Sejarah perjuangan bangsa Indonesia ditampilkan dalam bentuk komik yg mudah dimengerti. #POPPasarBaru @POPHotels pic.twitter.com/KZ3UlSInIp
— harris maulana (@harrismaul) July 30, 2016
Selanjutnya dengan menggunakan bus kami menuju masjid Istiqlal yang merupakan masjid terbesar di Asia Tenggara dan masjid ke-3 terbesar di dunia setelah Masjid di Mekkah dan Madinah. Masjid ini dibangun pada 24 Agustus 1961 dengan arsitektur seorang insinyur Kristen bernama Frederich Silaban yang berhasil memenangkan sayembara lomba desain masjid ini. “Istiqlal” yang berarti merdeka dalam Bahasa Arab dibangun pada area seluas 10 hektar dan berdampingan dengan Katedral yang sudah lama berdiri. Ide ini merupakan ide Presiden Soekarno dengan maksud melambangkan nilai-nilai persaudaraan, persatuan dan toleransi beragama sesuai dengan ajaran Pancasila.
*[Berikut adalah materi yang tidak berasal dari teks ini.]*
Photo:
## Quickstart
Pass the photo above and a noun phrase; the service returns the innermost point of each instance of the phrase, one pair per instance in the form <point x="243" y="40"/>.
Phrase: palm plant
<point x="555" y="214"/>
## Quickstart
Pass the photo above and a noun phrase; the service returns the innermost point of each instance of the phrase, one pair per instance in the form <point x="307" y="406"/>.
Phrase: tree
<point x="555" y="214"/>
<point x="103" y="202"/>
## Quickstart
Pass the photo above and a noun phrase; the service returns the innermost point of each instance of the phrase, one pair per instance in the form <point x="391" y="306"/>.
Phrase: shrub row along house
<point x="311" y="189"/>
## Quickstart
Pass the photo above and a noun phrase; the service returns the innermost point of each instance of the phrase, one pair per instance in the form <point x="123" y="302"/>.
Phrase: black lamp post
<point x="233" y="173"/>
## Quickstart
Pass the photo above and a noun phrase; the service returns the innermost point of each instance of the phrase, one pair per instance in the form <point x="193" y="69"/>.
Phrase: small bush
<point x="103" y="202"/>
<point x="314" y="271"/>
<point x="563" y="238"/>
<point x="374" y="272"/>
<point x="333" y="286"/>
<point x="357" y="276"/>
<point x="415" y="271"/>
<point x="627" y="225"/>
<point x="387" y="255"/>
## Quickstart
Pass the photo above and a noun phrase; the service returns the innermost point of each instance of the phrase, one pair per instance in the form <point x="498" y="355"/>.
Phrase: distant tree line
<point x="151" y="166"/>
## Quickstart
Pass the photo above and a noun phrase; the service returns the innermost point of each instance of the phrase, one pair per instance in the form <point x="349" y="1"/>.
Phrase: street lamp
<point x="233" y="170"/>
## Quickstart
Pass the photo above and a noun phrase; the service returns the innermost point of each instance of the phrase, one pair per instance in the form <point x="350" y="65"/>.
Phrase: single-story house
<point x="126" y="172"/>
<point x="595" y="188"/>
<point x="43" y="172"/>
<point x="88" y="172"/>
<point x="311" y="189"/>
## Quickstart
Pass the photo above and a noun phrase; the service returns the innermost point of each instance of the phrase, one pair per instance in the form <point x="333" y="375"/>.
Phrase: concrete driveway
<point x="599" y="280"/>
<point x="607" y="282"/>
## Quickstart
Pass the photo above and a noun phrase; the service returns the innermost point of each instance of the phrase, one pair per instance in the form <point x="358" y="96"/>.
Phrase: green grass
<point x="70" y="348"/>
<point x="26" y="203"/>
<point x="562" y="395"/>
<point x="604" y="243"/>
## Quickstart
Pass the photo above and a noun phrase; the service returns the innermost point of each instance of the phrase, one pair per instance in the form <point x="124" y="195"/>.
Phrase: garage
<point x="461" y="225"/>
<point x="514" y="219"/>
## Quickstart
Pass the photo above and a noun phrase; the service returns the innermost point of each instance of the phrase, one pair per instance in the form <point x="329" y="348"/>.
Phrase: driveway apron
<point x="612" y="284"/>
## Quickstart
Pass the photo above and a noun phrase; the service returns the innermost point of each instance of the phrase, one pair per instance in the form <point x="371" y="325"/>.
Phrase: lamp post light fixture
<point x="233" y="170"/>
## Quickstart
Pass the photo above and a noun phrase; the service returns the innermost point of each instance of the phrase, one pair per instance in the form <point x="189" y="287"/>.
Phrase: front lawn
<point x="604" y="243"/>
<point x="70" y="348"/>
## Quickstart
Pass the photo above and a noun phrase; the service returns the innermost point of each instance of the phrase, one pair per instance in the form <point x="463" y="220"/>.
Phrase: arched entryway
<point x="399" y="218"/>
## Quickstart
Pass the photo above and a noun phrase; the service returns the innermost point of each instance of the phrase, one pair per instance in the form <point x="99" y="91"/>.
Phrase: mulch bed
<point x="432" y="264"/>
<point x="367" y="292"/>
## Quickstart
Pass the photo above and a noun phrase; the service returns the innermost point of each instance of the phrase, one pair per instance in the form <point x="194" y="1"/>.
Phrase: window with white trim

Banyak filosofi dari Masjid Istiqlal yang tidak banyak diketahui seperti lebar dari kubah masjid utama sepanjang 45 meter yang melambangkan tahun kemerdekaan. 12 pilar yang menyangga melambangkan tanggal kelahiran nabi Muhammad SAW. Jumlah 5 lantai yang melambangkan rukun islam, jumlah sholat wajib dan dasar negara.
Selepas keliling masjid Istiqlal destinasi selanjutnya kami mengunjungi Pantjoran Tea House, sebuah bangunan lama yang berada di kawasan Glodok. Bukan di daerah pancoran ya. Dulu tempat ini menjadi salah satu landmark dan berdiri sejak tahun 1635. Awalnya adalah sebuah toko obat yang merupakan toko obat tertua di Batavia yang dikenal dengan Aphotheek Chung Hwa. Pemerintah melakukan revitalisasi pada tahun 2015 dengan arsitek Ahmad Djuhara dan akhirnya tempat ini beralih fungsi menjadi kedai the dengan nama Pantjoran Tea House. Budaya minum teh di kawasan pecinan sangat kuat pada saat itu. Ditempat ini pula akhirnya kami mengakhiri acara Heritage Walk dengan acara makan malam.
Selanjutnya kami kembali ke hotel untuk beristirahat. Beberapa blogger melanjutkan ngobrol dan ngopi bareng di lobi POP! Hotel sambil memesan sejumlah makanan dan minuman yang dapat dipesan langsung di PitStop. Tanpa terasa waktu sudah menunjukkan tengah malam dan kami segera beristirahat di kamar masing-masing. Terima kasih kepada manajemen POP! Hotel yang sudah mengundang kami dan mengajak berkeliling kawasan Pasar Baru yang banyak mengungkap hal-hal yang belum diketahui selama ini.